If such a thought were true and the real Burton/Taylor story was not as we were given to believe, then Shakespeare probably had the last laugh, for this is exactly what happens in this delightful, brash and audacious play. Things just ain’t what they seem to be. It’s a good thing really. Not that it would have particularly bothered Shakespeare’s own audience, despite the fact that they were governed by Gloriana, the Virgin Queen, the symbol of all that was good and powerful in female form. Stripped down to its simplest, this play is about a man overpowering a women through physical and psychological torture until she bends to his every wish and is putty in his hands. If that were so I would strongly advise you to gather your things now (assuming you are reading this before the play starts), smile politely at the Front-of-House staff and beetle off home as fast as you can.
But please don’t, because that is not what it is about. Uniquely for Shakespeare this is a play-within-a-play. It is a “kind of history” as one actor tries awkwardly to describe it, played to a gullible tramp, Sly, who has just been conned by a group of actors into thinking he is actually a powerful and rich lord with a beautiful wife at his side. And what is presented to him goes on in much the same fashion: in order to court the beautiful Bianca, two would-be lovers have to pretend to be schoolmasters, a servant has to pretend to be a wealthy nobleman, a terrified merchant has to pretend to be someone’s father. In order to court the other more terrifying daughter, a dissolute chancer has to pretend to fall instantly in love with her, to be everything her parents want him to be. During the course of the action, weddings become disasters, suns become moons (or is it the other way round), old men become “budding virgins” and so on. It’s all a trick, in modern terms all a “con”. People are what they need to seem to be to achieve their ends.

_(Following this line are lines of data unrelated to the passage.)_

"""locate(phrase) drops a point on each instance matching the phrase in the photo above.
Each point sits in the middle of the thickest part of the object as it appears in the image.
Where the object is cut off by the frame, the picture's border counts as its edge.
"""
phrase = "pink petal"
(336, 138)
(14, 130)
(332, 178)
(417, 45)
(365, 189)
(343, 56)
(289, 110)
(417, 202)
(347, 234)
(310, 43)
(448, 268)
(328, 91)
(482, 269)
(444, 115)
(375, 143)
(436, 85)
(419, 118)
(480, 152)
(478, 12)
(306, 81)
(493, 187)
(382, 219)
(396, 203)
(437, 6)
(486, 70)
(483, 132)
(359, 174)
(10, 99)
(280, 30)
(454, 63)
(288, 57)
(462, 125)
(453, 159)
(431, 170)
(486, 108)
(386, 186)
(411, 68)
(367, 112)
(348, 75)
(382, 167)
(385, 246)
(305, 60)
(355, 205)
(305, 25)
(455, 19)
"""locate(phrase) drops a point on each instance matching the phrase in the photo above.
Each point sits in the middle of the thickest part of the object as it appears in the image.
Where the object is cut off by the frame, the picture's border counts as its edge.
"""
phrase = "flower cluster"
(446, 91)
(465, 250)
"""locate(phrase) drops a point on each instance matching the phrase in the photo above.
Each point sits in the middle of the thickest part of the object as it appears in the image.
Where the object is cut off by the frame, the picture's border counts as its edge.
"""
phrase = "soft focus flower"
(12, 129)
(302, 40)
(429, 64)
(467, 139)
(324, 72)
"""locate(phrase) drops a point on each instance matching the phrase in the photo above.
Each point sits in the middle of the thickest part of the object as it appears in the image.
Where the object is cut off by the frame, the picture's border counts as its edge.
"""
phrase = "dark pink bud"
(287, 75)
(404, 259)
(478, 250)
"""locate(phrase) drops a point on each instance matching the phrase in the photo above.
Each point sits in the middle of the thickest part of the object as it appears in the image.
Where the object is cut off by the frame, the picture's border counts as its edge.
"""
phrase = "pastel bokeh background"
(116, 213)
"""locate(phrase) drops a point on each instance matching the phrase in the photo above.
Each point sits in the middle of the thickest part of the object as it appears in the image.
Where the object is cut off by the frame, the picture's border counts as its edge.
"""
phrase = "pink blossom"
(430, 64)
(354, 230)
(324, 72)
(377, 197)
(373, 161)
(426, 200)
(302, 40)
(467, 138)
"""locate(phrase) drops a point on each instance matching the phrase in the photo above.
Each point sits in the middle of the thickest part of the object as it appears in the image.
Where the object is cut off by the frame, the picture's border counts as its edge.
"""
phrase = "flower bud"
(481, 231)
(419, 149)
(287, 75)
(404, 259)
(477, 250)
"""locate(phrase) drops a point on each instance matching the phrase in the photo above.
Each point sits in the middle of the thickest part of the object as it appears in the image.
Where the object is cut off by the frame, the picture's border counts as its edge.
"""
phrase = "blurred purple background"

Looked at this way, we are treated to a somewhat exaggerated and comic form of what life really is like. Perhaps we all adopt roles, perform parts in order to make others believe we are what we aren’t. Perhaps Bianca is not such a sweet obedient daughter, perhaps Katharina is not the frightening man-hater she seems to be, perhaps Petruchio is more bluster than tyrant, perhaps the compliant Kate of the end of the play is in fact someone who has just had a crash course in conning her audience, married to a husband of similar devious mind, ready to step out into the world as a great double act: a rich nobleman and his wife if that is what they choose to be, or perhaps ambassadors from darkest Muscovy ready to sweet-talk someone out of their fortune. Maybe, just maybe, if the cinema had been invented, Petruchio and Katharina would have ended up film stars, like Burton and Taylor. Who knows.